Nick Laessing, dont les travaux sont exposés au rez-de-chaussée du CEAAC, s’intéresse lui aussi aux phénomènes marginaux de l’histoire de la musique – à cette différence près que les faits auxquels il se rapporte remontent à une centaine d’années. Dans ses œuvres, la mélodie est «l’art des autres», dans la mesure où elles s’apparentent à des reconstructions ou plutôt à des réinterprétations d’appareils développés au XIXe siècle afin de visualiser des sons ou des harmonies.
Installés à l’entrée de l’espace d’exposition, ses eidophones se présentent à la fois comme des sculptures et des appareils. Lors de la performance Voice Figures, programmée le 19 mars, les eidophones seront animés par la voix d’une chanteuse classique, qui fera apparaiÌ‚tre des motifs sur leurs membranes en latex. Elective Affinities, une installation associant un diapason et des rayons laser, rappelle par l’appareillage utilisé pour sa construction le dispositif expérimental d’un laboratoire moderne. Lorsque les deux diapasons, alignés respectivement à la verticale et à l’horizontale, résonnent en parfaite harmonie, un rayon laser circulaire est projeté sur le mur.
Occupant l’espace principal, l’installation Spatial Harmonics a été conçue de maniére à s’intégrer à l’architecture de la pièce. Chaque jour durant l’exposition, cette machine à dessiner est mise en route à 14h ; l’œuvre produite au terme de quatre heures est accrochée au mur à la fin de la journée. Tout au long de l’exposition, l’installation génère ainsi un protocole temporel et spatial de dessins d’ellipses sans cesse différentes, à mesure que l’harmono- graphe, à l’instar d’un séismographe, enregistre les mouvements à l’intérieur de la pièce, causés par exemple par les vibrations du sol.

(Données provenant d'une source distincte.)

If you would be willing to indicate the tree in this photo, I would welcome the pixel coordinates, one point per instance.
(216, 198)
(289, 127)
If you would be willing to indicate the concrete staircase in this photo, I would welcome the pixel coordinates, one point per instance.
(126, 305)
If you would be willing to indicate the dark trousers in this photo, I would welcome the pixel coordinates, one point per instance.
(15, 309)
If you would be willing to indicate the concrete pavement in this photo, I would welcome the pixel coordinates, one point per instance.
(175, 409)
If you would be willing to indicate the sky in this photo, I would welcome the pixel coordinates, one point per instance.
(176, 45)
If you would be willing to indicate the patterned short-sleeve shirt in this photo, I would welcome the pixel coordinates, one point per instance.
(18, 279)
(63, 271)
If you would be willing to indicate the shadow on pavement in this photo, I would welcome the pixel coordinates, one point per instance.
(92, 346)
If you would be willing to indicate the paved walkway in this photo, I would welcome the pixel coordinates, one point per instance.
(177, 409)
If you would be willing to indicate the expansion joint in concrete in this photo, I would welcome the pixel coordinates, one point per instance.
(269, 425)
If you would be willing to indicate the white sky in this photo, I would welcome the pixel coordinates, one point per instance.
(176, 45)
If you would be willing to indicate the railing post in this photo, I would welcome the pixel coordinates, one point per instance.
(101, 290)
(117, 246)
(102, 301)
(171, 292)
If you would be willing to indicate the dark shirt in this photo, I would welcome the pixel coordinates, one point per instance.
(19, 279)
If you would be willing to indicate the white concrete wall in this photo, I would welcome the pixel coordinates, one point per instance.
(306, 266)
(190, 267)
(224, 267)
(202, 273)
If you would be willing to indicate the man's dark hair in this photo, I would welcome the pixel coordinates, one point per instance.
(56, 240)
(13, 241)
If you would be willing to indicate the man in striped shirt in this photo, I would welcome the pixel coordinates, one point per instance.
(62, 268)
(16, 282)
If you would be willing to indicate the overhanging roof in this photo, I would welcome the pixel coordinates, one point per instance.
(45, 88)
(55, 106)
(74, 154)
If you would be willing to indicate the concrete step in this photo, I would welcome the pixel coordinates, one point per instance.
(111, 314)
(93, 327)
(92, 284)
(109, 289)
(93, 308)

Les travaux de Nick Laessing mettent en scène trois techniques de visualisation du son: la représentation d’ondes sonores au moyen de poudre de collodion ou de pâte d’aquarelle, l’illustration d’une harmonie parfaite entre deux diapasons au moyen d’un rayon laser, et enfin la transcription d’une harmonie musicale par le mouvement de pendule d’un harmono- graphe. Ses trois installations ont en commun l’absence de contact direct entre l’artiste et son medium: En construisant les dispositifs, il crée seulement les conditions nécessaires pour la réalisation des œuvres.
Ursula Bogner copie des dessins extraits de publications scientifiques et photographie des illustrations de livres, tandis que Nick Laessing reconstruit et «laisse dessiner». Les notions d’auteur, d’appropriation et d’interprétation artistique de découvertes scientifiques ou pseudo-scientifiques sont dès lors au cœur de cette exposition. Pour parler avec les mots d’Ursula Bogner: «On ne peut plus se fier à la simple perception du son.»
Bettina Klein
1) Ursula Bogner: Recordings 1968 — 1988, faitiche 01, 2008.